A federal appeals court said statistical studies showing a zoning ordinance's discriminatory effects, even if unintentional, could establish a violation of the housing provisions of the Civil Rights Act of 1968.

In another development, the Supreme Court refused yesterday to reinstate an unusual racial quota system designed to prevent ``white flight'' from a housing development in Brooklyn, N.Y.

Pillsbury says it will spin off Burger King

Pillsbury Company, which is fending off a hostile $5.23 billion takeover bid from a large British conglomerate, announced yesterday that it will spin off its troubled Burger King subsidiary. Under a plan approved by Pillsbury's board of directors, the fast-food chain would be spun off to its shareholders as a separate public company.

Pillsbury said it would distribute one share of Burger King common stock for each outstanding share of Pillsbury common stock, payable on Jan. 27 or earlier for shareholders of record Dec. 2.

Red Square parade takes a warmer turn toward US

Fewer tanks and missiles, no icon-like portraits of the ruling Politburo, and warmer Soviet-American relations marked the Red Square parade celebrating the 1917 Bolshevik Revolution yesterday. Western envoys including US charg'e d'affaires John Joyce attended the festivities for the first time since the 1979 Soviet intervention in Afghanistan.

The speech by Defense Minister Dmitry Yazov endorsed cooperation with the West to preserve peace and solve world problems.
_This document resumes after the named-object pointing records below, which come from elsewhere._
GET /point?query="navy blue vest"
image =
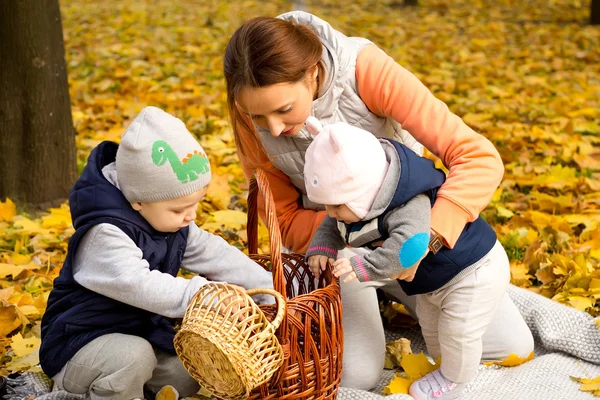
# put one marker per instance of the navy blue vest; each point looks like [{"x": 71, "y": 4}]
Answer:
[
  {"x": 75, "y": 315},
  {"x": 418, "y": 175}
]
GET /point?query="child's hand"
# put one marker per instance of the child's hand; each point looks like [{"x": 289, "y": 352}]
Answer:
[
  {"x": 343, "y": 267},
  {"x": 224, "y": 305},
  {"x": 317, "y": 263},
  {"x": 408, "y": 274}
]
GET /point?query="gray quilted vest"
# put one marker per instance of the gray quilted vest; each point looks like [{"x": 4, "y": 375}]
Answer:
[{"x": 338, "y": 101}]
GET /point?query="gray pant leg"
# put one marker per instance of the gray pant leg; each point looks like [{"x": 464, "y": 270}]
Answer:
[
  {"x": 507, "y": 333},
  {"x": 170, "y": 371},
  {"x": 111, "y": 367},
  {"x": 364, "y": 340}
]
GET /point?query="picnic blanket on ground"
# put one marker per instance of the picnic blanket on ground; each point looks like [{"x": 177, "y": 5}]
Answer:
[{"x": 567, "y": 343}]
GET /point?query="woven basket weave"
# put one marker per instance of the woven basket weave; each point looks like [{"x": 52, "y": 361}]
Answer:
[
  {"x": 226, "y": 343},
  {"x": 311, "y": 331}
]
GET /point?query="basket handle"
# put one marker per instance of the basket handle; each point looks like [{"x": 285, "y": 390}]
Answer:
[
  {"x": 280, "y": 304},
  {"x": 259, "y": 182}
]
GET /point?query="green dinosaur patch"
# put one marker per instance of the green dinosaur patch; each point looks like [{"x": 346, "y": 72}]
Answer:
[{"x": 188, "y": 169}]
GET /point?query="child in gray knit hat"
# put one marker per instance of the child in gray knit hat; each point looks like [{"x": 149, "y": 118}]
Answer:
[
  {"x": 106, "y": 332},
  {"x": 378, "y": 195}
]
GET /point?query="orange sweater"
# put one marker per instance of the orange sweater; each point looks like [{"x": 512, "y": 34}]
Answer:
[{"x": 387, "y": 89}]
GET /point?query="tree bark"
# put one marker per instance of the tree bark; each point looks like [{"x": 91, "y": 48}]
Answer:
[{"x": 37, "y": 141}]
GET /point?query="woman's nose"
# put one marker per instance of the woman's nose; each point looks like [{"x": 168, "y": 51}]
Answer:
[{"x": 276, "y": 126}]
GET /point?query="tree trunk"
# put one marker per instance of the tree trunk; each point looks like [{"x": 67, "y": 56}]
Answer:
[{"x": 37, "y": 140}]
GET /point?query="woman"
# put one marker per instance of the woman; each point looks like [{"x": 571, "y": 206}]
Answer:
[{"x": 281, "y": 70}]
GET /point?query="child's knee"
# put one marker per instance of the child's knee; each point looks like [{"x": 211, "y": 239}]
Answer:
[
  {"x": 363, "y": 371},
  {"x": 138, "y": 354},
  {"x": 523, "y": 345}
]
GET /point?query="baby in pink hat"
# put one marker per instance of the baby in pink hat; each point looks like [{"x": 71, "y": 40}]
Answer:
[
  {"x": 346, "y": 170},
  {"x": 378, "y": 195}
]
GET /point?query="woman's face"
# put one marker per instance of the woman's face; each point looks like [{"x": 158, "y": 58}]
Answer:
[{"x": 281, "y": 108}]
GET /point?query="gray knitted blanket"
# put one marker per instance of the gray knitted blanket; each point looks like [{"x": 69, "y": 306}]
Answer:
[{"x": 567, "y": 343}]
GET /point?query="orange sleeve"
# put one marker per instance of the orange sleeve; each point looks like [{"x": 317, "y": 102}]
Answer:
[
  {"x": 297, "y": 224},
  {"x": 474, "y": 164}
]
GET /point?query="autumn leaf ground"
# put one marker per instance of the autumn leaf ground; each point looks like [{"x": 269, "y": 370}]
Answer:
[{"x": 526, "y": 74}]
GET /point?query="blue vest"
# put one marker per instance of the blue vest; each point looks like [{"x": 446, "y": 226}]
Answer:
[
  {"x": 418, "y": 175},
  {"x": 75, "y": 315}
]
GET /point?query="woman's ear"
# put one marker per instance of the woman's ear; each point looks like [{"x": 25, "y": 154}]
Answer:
[
  {"x": 315, "y": 72},
  {"x": 313, "y": 125}
]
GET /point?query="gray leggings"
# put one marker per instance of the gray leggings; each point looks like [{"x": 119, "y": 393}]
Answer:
[
  {"x": 117, "y": 367},
  {"x": 364, "y": 339}
]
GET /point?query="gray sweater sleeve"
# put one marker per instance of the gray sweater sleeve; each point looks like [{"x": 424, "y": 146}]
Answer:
[
  {"x": 108, "y": 262},
  {"x": 212, "y": 257},
  {"x": 327, "y": 240},
  {"x": 408, "y": 242}
]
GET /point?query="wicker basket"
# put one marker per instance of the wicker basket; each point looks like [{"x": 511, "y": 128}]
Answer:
[
  {"x": 311, "y": 332},
  {"x": 226, "y": 343}
]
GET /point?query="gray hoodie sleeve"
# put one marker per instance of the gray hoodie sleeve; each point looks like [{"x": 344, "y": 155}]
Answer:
[
  {"x": 327, "y": 240},
  {"x": 212, "y": 257},
  {"x": 108, "y": 262},
  {"x": 408, "y": 242}
]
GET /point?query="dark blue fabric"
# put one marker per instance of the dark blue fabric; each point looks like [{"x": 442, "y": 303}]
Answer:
[
  {"x": 418, "y": 175},
  {"x": 75, "y": 315}
]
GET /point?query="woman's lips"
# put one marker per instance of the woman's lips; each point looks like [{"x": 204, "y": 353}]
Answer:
[{"x": 289, "y": 131}]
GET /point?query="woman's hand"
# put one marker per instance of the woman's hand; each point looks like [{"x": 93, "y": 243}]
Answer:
[
  {"x": 343, "y": 266},
  {"x": 318, "y": 263}
]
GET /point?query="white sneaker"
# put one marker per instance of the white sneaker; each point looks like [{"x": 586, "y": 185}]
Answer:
[{"x": 435, "y": 386}]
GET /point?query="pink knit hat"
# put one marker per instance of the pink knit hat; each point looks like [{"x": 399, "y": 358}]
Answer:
[{"x": 343, "y": 165}]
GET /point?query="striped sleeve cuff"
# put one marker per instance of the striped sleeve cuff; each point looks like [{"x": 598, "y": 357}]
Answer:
[{"x": 321, "y": 251}]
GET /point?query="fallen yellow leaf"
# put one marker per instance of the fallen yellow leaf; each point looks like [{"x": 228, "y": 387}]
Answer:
[
  {"x": 589, "y": 385},
  {"x": 10, "y": 318},
  {"x": 417, "y": 365},
  {"x": 23, "y": 346},
  {"x": 8, "y": 210},
  {"x": 512, "y": 360},
  {"x": 399, "y": 385}
]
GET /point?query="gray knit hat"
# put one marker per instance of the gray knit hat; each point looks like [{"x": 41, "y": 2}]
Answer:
[{"x": 159, "y": 159}]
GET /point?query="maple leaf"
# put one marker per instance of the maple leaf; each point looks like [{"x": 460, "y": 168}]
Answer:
[
  {"x": 589, "y": 385},
  {"x": 415, "y": 367},
  {"x": 512, "y": 360},
  {"x": 8, "y": 210}
]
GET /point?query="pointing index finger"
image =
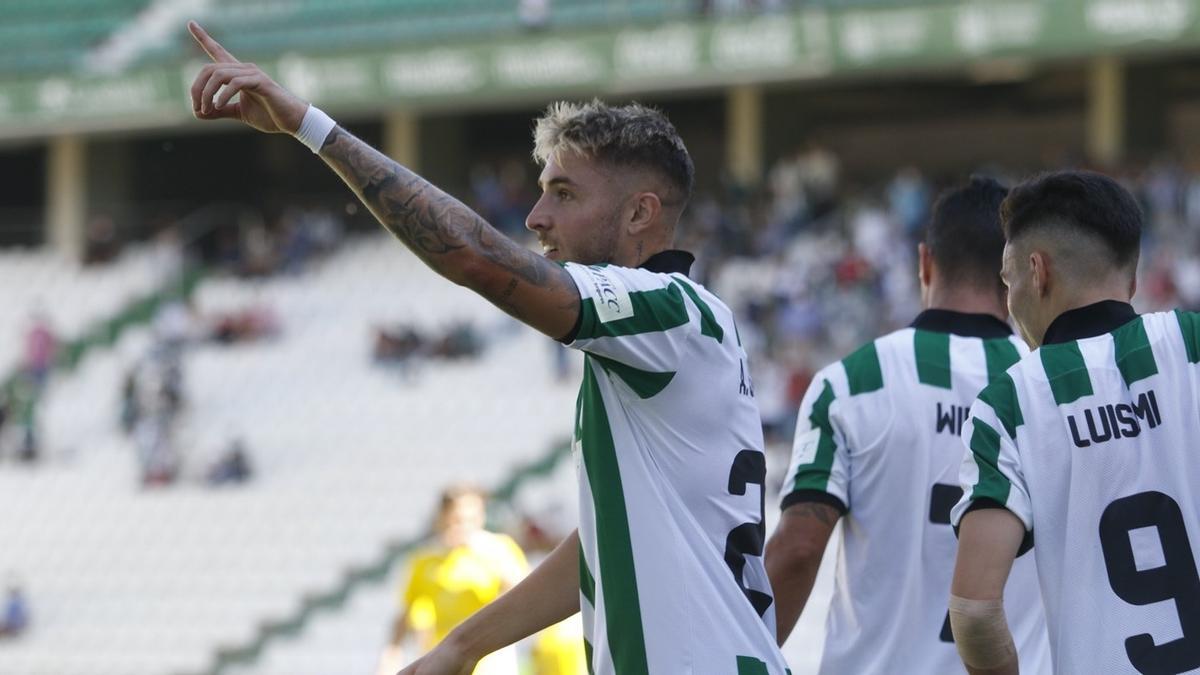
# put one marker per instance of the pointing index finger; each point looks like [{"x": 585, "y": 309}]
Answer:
[{"x": 211, "y": 47}]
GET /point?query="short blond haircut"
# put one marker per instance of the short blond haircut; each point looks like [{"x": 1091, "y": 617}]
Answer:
[{"x": 621, "y": 136}]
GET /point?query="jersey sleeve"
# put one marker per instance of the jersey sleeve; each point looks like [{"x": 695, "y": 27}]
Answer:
[
  {"x": 631, "y": 316},
  {"x": 820, "y": 466},
  {"x": 991, "y": 472}
]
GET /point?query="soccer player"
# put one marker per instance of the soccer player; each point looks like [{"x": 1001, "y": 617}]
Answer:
[
  {"x": 666, "y": 565},
  {"x": 877, "y": 442},
  {"x": 1084, "y": 449},
  {"x": 461, "y": 571}
]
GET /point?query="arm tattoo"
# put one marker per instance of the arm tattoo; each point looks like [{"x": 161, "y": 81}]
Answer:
[
  {"x": 822, "y": 513},
  {"x": 431, "y": 222}
]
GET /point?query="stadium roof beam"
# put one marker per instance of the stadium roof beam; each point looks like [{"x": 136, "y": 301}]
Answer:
[{"x": 1105, "y": 111}]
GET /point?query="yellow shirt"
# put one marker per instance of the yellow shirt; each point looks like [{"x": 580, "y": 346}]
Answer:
[
  {"x": 558, "y": 650},
  {"x": 448, "y": 585}
]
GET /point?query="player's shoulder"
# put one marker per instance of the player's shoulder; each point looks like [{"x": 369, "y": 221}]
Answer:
[
  {"x": 862, "y": 370},
  {"x": 603, "y": 276}
]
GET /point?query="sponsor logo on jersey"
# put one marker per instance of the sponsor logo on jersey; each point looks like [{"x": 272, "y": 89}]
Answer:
[
  {"x": 804, "y": 448},
  {"x": 952, "y": 418},
  {"x": 1115, "y": 420},
  {"x": 611, "y": 296}
]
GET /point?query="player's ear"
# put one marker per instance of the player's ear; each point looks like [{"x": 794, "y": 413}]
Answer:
[{"x": 1039, "y": 273}]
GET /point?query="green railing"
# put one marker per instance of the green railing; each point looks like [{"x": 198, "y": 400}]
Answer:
[{"x": 101, "y": 334}]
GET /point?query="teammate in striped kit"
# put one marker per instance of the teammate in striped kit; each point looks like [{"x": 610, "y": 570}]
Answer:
[
  {"x": 1084, "y": 449},
  {"x": 877, "y": 442},
  {"x": 667, "y": 562}
]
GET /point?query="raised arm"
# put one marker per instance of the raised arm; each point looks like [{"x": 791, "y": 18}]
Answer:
[{"x": 443, "y": 232}]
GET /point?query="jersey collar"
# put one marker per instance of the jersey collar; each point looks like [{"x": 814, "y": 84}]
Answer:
[
  {"x": 670, "y": 262},
  {"x": 1089, "y": 321},
  {"x": 961, "y": 323}
]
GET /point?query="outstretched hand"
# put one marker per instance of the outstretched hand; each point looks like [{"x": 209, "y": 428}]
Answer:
[
  {"x": 263, "y": 105},
  {"x": 443, "y": 659}
]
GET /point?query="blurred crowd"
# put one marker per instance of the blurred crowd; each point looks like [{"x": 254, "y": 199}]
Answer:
[{"x": 814, "y": 262}]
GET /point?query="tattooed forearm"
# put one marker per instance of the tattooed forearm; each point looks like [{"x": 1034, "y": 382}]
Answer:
[{"x": 436, "y": 226}]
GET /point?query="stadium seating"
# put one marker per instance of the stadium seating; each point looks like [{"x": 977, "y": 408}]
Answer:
[
  {"x": 41, "y": 36},
  {"x": 348, "y": 458},
  {"x": 72, "y": 298}
]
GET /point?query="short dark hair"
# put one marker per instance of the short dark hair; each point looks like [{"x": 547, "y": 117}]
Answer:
[
  {"x": 630, "y": 135},
  {"x": 964, "y": 234},
  {"x": 1087, "y": 202}
]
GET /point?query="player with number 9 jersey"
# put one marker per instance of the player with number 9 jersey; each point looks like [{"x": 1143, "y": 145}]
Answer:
[
  {"x": 877, "y": 443},
  {"x": 669, "y": 444},
  {"x": 1084, "y": 451},
  {"x": 1089, "y": 441}
]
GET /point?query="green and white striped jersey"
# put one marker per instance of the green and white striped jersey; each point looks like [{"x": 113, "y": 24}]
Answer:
[
  {"x": 669, "y": 444},
  {"x": 1091, "y": 442},
  {"x": 877, "y": 437}
]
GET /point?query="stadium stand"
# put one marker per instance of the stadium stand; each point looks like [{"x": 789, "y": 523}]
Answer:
[
  {"x": 54, "y": 35},
  {"x": 73, "y": 299},
  {"x": 105, "y": 562}
]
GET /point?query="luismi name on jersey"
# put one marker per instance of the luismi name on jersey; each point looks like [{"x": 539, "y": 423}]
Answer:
[{"x": 1115, "y": 420}]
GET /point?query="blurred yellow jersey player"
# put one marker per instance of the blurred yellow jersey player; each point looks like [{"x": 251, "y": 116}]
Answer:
[
  {"x": 466, "y": 568},
  {"x": 558, "y": 650}
]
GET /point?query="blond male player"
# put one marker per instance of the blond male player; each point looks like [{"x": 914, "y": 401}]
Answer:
[{"x": 666, "y": 565}]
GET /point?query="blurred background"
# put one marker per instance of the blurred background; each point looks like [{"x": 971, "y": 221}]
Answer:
[{"x": 229, "y": 404}]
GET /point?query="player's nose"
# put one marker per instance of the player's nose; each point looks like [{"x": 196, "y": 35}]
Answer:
[{"x": 538, "y": 219}]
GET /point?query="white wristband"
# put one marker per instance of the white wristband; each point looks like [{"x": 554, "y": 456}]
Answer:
[{"x": 315, "y": 127}]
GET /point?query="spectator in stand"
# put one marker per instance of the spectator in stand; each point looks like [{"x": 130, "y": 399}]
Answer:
[
  {"x": 40, "y": 350},
  {"x": 101, "y": 245},
  {"x": 534, "y": 13},
  {"x": 461, "y": 571},
  {"x": 233, "y": 466},
  {"x": 16, "y": 614}
]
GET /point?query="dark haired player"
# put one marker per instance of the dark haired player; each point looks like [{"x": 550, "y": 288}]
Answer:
[
  {"x": 1085, "y": 451},
  {"x": 877, "y": 442}
]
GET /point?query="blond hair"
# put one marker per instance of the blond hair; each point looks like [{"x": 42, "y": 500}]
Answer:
[{"x": 621, "y": 136}]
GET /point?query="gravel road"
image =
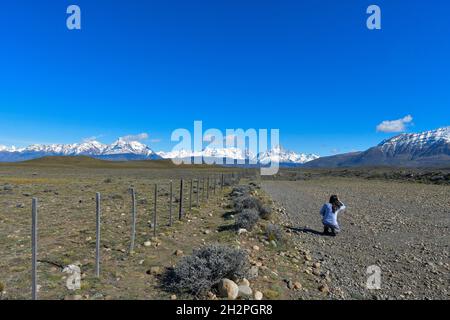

Talks on Angola to resume Friday

The latest round of peace talks on Angola and Namibia will begin Friday in Geneva, the US diplomatic mission said yesterday. The mission said in a statement that consultations between officials of Angola and Cuba on the one hand and South Africa on the other would last three days, with US Assistant Secretary of State Chester Crocker acting as mediator.

The negotiations link a Cuban pullout from Angola with independence for Namibia, which is ruled by Pretoria in defiance of the United Nations.

French voters approve plan for New Caledonia

French voters have approved a program to grant more autonomy to New Caledonia and permit an independence referendum in 1998 on the South Pacific territory, but turnout was light and many white islanders voted no. The government of Socialist Premier Michel Rocard is hoping the statute, which passed Sunday, will buy 10 years of peace in the islands, which have suffered from intercommunal violence.

For the record

A Paris-bound express train struck a maintenance car yesterday in a village station in northeastern France, derailing the locomotive and nine passenger cars and killing nine people, officials said. A federal appeals court on Sunday allowed California county election officials to use a law limiting people to 10 minutes in a voting booth, saying there was no evidence it would be strictly enforced.